Why do Bill and Sam choose Summit as the location for the kidnapping in "The Ransom of Red Chief"?
The explanation for why Sam and Bill choose Summit as the location of their kidnapping scheme occurs in the first three paragraphs of the story. Since the story is told in the first-person point of view by Sam, who is an unreliable narrator, readers must take what he says with a grain of salt and read between the lines to get the real meaning. Sam gives a few reasons for choosing Summit and hints at others.
The reasons Sam gives for choosing Summit are that "philoprogenitiveness ... is strong in semi-rural communities" and that the law enforcement and journalism in the town are inept. The concept that philoprogenitiveness, or loving one's offspring, varies by type of community is ludicrous on its face. People in the city and in the country love their children as much as those in "semi-rural communities," so this explanation is more of a fabricated rationale than a well-considered reason. The real reason for choosing Summit seems to be that it was convenient to where they were at the time when they hatched the plan. They needed money to carry out their fraudulent scheme in Illinois, but they only had $600 between them, so they wouldn't want to waste their funds on travel.
Sam suggests that "other reasons" besides philoprogenitiveness were behind the decision. These seem to be the lack of competent policing and the shortage of hard-hitting journalists in Summit. Sam and Bill thought they could easily escape the "constables" and "lackadaisical bloodhounds" that might come after them. And rather than dispatching "reporters ... in plain clothes" like the city newspapers sent out to "stir up talk about" kidnappings, Summit was only likely to publish "a diatribe or two" in the weekly farm paper.

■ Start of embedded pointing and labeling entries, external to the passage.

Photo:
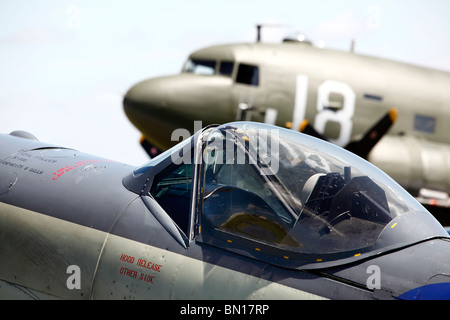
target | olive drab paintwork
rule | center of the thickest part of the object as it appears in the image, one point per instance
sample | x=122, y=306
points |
x=213, y=218
x=341, y=94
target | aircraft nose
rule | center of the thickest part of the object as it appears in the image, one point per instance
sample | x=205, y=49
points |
x=146, y=106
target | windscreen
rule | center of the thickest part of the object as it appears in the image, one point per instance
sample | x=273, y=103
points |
x=277, y=186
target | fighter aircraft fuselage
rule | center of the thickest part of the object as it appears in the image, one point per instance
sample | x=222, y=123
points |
x=341, y=94
x=78, y=226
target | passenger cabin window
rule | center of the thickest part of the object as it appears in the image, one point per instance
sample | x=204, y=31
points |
x=199, y=66
x=172, y=190
x=248, y=74
x=226, y=68
x=237, y=200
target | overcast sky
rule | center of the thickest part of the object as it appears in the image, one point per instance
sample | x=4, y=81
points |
x=65, y=65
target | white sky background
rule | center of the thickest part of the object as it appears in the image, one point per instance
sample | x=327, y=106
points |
x=65, y=65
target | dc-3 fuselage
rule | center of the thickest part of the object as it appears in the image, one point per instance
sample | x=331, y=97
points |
x=237, y=211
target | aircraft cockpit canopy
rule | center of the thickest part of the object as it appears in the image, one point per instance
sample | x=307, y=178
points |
x=300, y=195
x=284, y=197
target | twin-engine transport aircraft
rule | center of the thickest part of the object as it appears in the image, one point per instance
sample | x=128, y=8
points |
x=342, y=95
x=238, y=211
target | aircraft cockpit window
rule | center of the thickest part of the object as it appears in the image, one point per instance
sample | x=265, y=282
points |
x=199, y=66
x=226, y=68
x=287, y=194
x=248, y=74
x=172, y=190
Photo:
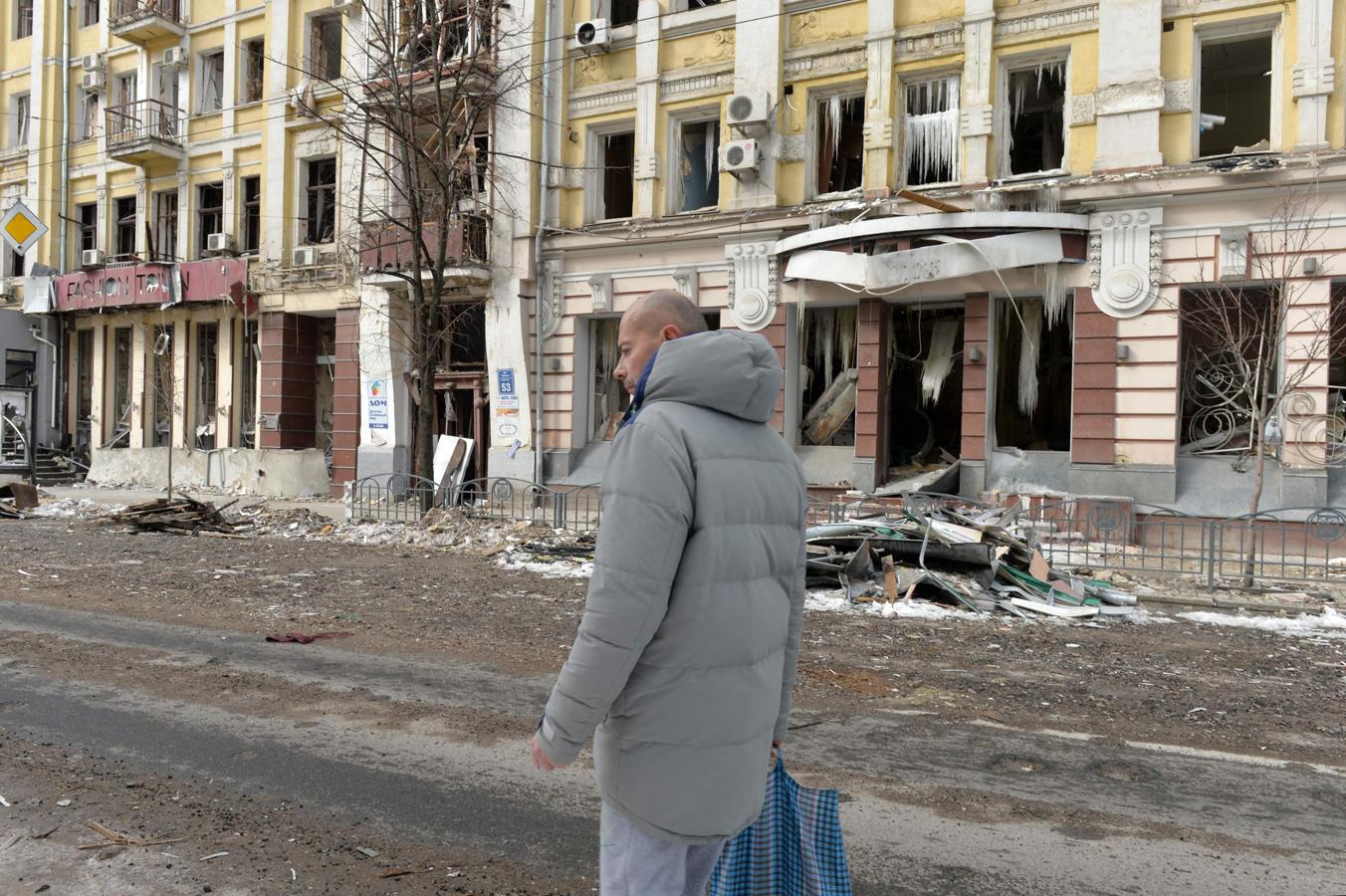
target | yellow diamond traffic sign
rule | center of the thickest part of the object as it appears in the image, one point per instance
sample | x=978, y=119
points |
x=20, y=228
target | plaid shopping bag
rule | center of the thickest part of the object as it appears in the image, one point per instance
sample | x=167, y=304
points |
x=791, y=849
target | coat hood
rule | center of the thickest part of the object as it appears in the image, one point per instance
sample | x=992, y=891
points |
x=727, y=370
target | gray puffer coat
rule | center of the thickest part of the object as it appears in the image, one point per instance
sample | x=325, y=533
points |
x=688, y=647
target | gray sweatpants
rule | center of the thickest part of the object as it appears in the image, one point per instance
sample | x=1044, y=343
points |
x=630, y=862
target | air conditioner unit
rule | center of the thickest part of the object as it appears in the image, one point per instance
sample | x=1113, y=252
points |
x=221, y=244
x=749, y=110
x=591, y=37
x=741, y=157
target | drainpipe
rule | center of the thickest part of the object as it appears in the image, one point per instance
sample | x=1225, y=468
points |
x=543, y=192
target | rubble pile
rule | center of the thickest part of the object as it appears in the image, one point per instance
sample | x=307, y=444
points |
x=175, y=514
x=953, y=554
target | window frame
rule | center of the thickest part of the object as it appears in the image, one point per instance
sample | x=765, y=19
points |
x=1241, y=30
x=1007, y=66
x=813, y=134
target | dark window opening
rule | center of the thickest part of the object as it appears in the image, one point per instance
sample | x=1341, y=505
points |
x=320, y=222
x=88, y=215
x=618, y=175
x=925, y=389
x=210, y=213
x=125, y=215
x=1034, y=366
x=1225, y=355
x=1234, y=107
x=207, y=359
x=1036, y=118
x=699, y=165
x=255, y=69
x=252, y=215
x=165, y=226
x=828, y=343
x=623, y=12
x=120, y=387
x=930, y=132
x=161, y=386
x=840, y=144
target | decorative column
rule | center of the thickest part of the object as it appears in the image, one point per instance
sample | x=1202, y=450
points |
x=1131, y=88
x=976, y=113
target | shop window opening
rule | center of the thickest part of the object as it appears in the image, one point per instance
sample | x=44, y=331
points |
x=1034, y=366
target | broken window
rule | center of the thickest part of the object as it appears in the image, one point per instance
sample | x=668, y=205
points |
x=925, y=389
x=840, y=149
x=125, y=242
x=1034, y=364
x=211, y=81
x=255, y=69
x=161, y=385
x=930, y=132
x=120, y=387
x=207, y=360
x=210, y=213
x=320, y=224
x=165, y=226
x=698, y=182
x=1234, y=96
x=248, y=386
x=618, y=172
x=828, y=387
x=1224, y=351
x=1035, y=132
x=623, y=12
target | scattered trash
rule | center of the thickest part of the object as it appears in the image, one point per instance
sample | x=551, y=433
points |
x=952, y=552
x=122, y=839
x=301, y=638
x=175, y=514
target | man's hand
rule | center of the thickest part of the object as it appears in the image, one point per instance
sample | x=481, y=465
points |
x=540, y=759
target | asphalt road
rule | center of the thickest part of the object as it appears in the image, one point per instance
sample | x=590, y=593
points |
x=929, y=806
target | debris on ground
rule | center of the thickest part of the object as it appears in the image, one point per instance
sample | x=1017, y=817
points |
x=956, y=554
x=175, y=514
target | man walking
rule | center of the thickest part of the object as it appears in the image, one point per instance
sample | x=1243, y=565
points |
x=687, y=653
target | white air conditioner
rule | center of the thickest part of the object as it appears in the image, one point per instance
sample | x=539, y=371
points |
x=591, y=37
x=741, y=157
x=749, y=110
x=221, y=244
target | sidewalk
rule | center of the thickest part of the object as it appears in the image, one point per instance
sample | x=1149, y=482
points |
x=333, y=509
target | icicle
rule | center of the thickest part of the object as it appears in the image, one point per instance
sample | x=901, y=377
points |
x=1029, y=348
x=936, y=367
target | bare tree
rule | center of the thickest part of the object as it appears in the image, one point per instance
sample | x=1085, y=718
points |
x=1254, y=340
x=420, y=85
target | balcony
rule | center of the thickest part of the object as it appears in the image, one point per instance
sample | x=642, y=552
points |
x=145, y=20
x=386, y=248
x=145, y=130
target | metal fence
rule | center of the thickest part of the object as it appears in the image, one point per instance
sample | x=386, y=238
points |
x=406, y=498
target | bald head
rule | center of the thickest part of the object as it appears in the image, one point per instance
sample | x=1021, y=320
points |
x=664, y=307
x=649, y=324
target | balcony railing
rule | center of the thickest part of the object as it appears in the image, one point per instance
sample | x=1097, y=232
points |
x=128, y=12
x=390, y=248
x=142, y=121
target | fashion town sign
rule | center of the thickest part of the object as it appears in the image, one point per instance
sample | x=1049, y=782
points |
x=153, y=284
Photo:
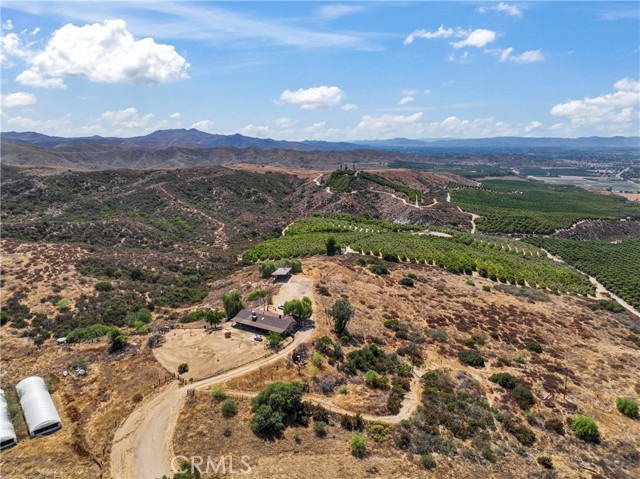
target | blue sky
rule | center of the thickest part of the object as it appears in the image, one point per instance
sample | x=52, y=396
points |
x=322, y=70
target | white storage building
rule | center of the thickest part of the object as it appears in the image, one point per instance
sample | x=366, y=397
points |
x=7, y=432
x=39, y=411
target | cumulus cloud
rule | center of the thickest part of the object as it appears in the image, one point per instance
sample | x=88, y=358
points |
x=107, y=53
x=605, y=111
x=532, y=126
x=127, y=118
x=16, y=99
x=35, y=79
x=506, y=55
x=204, y=125
x=318, y=98
x=334, y=11
x=511, y=10
x=441, y=32
x=478, y=38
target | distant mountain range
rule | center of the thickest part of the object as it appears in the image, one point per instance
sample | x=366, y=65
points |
x=508, y=142
x=176, y=138
x=197, y=139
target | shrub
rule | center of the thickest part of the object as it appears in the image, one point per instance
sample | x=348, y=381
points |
x=427, y=461
x=555, y=425
x=358, y=443
x=545, y=461
x=103, y=286
x=378, y=431
x=380, y=269
x=320, y=428
x=586, y=429
x=534, y=346
x=628, y=407
x=505, y=380
x=407, y=282
x=117, y=340
x=218, y=393
x=471, y=358
x=183, y=368
x=229, y=408
x=524, y=397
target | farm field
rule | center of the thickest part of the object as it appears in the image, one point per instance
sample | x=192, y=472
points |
x=615, y=265
x=534, y=208
x=499, y=259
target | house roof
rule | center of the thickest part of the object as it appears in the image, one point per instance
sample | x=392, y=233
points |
x=281, y=272
x=265, y=320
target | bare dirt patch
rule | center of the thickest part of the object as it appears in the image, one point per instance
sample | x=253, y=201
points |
x=208, y=353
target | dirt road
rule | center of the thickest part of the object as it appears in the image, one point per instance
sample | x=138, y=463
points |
x=143, y=445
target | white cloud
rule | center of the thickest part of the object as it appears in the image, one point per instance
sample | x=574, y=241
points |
x=441, y=32
x=478, y=38
x=506, y=55
x=19, y=98
x=127, y=118
x=204, y=125
x=261, y=131
x=606, y=113
x=318, y=98
x=334, y=11
x=108, y=53
x=532, y=126
x=34, y=79
x=511, y=10
x=285, y=122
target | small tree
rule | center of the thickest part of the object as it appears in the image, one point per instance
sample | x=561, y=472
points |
x=117, y=340
x=300, y=309
x=585, y=428
x=274, y=340
x=332, y=247
x=229, y=408
x=214, y=318
x=358, y=444
x=341, y=312
x=233, y=303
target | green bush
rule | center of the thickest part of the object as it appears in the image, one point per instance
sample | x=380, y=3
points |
x=471, y=358
x=427, y=461
x=545, y=461
x=628, y=407
x=358, y=443
x=103, y=286
x=586, y=429
x=320, y=428
x=380, y=269
x=505, y=380
x=229, y=408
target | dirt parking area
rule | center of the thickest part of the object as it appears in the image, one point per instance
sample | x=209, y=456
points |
x=208, y=353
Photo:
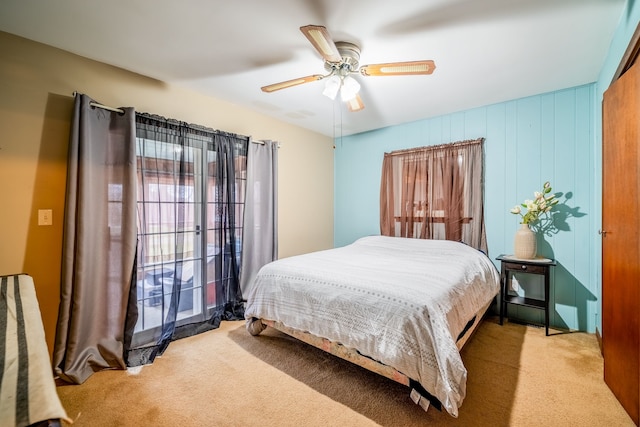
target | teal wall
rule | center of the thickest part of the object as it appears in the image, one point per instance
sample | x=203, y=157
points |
x=555, y=136
x=527, y=142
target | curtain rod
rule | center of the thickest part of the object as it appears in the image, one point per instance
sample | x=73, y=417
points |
x=255, y=141
x=104, y=107
x=436, y=147
x=121, y=111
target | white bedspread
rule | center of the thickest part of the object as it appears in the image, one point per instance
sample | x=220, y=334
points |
x=400, y=301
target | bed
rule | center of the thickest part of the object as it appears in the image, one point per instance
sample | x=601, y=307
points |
x=400, y=307
x=28, y=394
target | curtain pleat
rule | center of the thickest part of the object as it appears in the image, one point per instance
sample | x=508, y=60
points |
x=99, y=242
x=434, y=193
x=261, y=215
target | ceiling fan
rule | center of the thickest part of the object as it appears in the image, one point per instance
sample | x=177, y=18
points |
x=341, y=59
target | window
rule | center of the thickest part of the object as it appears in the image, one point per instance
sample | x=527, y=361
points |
x=191, y=187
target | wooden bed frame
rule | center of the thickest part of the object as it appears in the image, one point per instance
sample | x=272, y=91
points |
x=418, y=394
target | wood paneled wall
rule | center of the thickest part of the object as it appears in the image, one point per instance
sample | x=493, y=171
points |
x=548, y=137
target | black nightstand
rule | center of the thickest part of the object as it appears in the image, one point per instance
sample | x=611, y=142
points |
x=510, y=265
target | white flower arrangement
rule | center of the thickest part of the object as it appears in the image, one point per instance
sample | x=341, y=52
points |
x=542, y=204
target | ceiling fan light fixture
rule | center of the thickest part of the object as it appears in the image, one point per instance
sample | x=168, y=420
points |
x=332, y=87
x=350, y=88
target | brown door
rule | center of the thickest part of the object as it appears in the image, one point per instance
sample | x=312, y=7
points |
x=621, y=239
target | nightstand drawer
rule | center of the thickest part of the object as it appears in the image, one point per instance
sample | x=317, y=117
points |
x=525, y=268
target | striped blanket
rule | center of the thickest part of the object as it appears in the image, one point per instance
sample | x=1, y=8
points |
x=27, y=388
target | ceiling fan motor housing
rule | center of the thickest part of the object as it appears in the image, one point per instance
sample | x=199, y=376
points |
x=350, y=59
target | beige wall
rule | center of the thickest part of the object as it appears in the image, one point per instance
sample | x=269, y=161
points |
x=36, y=87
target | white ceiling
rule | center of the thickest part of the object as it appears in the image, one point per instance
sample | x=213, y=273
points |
x=486, y=51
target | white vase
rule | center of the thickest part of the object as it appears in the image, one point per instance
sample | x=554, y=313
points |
x=524, y=243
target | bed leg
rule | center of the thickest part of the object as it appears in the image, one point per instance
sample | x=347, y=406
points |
x=255, y=326
x=419, y=400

In addition to these stated reasons, there is another hint from Sam as to why they chose Summit. They believed the inhabitants of the town were "undeleterious," that is, harmless, and that they were self-satisfied, meaning that they might be so content with themselves that they could be easily deceived. How did Sam and Bill reach this conclusion about the residents of Summit? Perhaps simply because of the fact that they had named their town Summit even though it was "as flat as a flannel-cake." It's possible that Sam and Bill figured that people who would name a flat town "Summit" could be easily manipulated. Unfortunately for Sam and Bill, that decision, made "during a moment of temporary mental apparition," turned out to be a poor choice. They jumped to a conclusion about the people of the town but met their match in Ebenezer Dorset.